When a file from SharePoint, OneDrive, or Google Drive lands in Kodori through a connector sync, the file metadata persists immediately (name, mime, URL, size, last-modified). The bytes themselves get downloaded and extracted to plain text in a follow-on background step so the file becomes searchable on its body content, not just its filename.
## Pipeline
1. **Sync worker** pulls the file metadata via the vendor's delta API and inserts a row in `external_documents` with `text: null`. 2. **Sync function** detects newly-inserted rows (via `onConflictDoNothing().returning(...)`) and fires one `external-document/extract.requested` Inngest event per row. 3. **Extract function** (concurrency-keyed on documentId so two parallel ticks don't double-spend the LLM call): - Decrypts the connector's access token via the application-layer token vault - Downloads bytes via the vendor-specific helper (Graph `/drives/{id}/items/{id}/content` for SharePoint/OneDrive; `/files/{id}?alt=media` for Drive binary; `/files/{id}/export?mimeType=text/plain` for Google-native Docs/Sheets/Slides) - Runs the existing extractor cascade against the bytes: Azure Doc Intel → Office adapters → illustrator-ai → Whisper → Google DocAI → Claude PDF → builtin-text - UPDATEs `external_documents.text` + `extracted_at`
## What gets extracted
- **Office formats** (.docx, .xlsx, .pptx) — pure-JS adapters, no LLM cost - **PDFs + images** — Azure Doc Intel when configured, Google DocAI as fallback, Claude vision as last resort - **Plain text + JSON + YAML + CSV** — built-in UTF-8 decode, sub-millisecond - **Adobe Illustrator (.ai)** — sniffs the embedded `%PDF-` magic bytes and routes through Claude PDF - **Audio attachments** — Whisper transcription when `OPENAI_API_KEY` is set - **Google Docs / Sheets / Slides** — exported as plain text by Drive's `/export` endpoint, no extractor cascade needed
## Caps
- **50MB byte cap** matches the Kodori upload limit. Files larger than this fail with `oversize_<bytes>_bytes` and persist that error to `extraction_error` so they're visible for triage but don't block subsequent extractions. - **2MB stored-text cap** truncates the extracted output. 2MB of dense prose is roughly 500 pages, well past the threshold where additional content adds retrieval value. The truncation is silent — the row still gets `extracted_at` populated so we don't retry.
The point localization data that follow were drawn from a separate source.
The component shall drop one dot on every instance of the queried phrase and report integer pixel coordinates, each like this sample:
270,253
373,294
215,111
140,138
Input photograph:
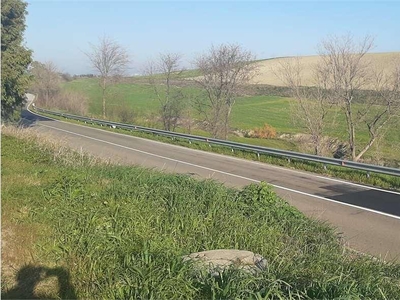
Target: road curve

## What does NOT get extracted
- **Slack / Gmail / Outlook** — message kinds already carry plain text in the `body` column (HTML bodies are stripped to plain text by the message workers). Firing extract events for messages would be a no-op. - **Folders** — sync workers skip folder rows; nothing to extract. - **Soft-deleted vendor files** — sync workers skip these on subsequent runs; previously-extracted rows stay until a cron prunes them.
## Extraction status
Each `external_documents` row carries:
- `extracted_at IS NULL AND extraction_error IS NULL` — never tried - `extracted_at IS NOT NULL` — successfully extracted (text in `text` column) - `extraction_error IS NOT NULL` — last attempt failed; retry candidate
Future: a per-connector "what % of my files extracted clean?" panel on `/integrations/[id]`.
## Search impact
After extraction, `searchExternalContent` (the agent's connector-search MCP tool) hits FTS + pgvector over the new `text` content. A SharePoint Word doc named `Q3-board-deck.docx` containing the phrase "indemnity language" now surfaces on either query — by name OR by content. Pre-D229, only the filename match worked.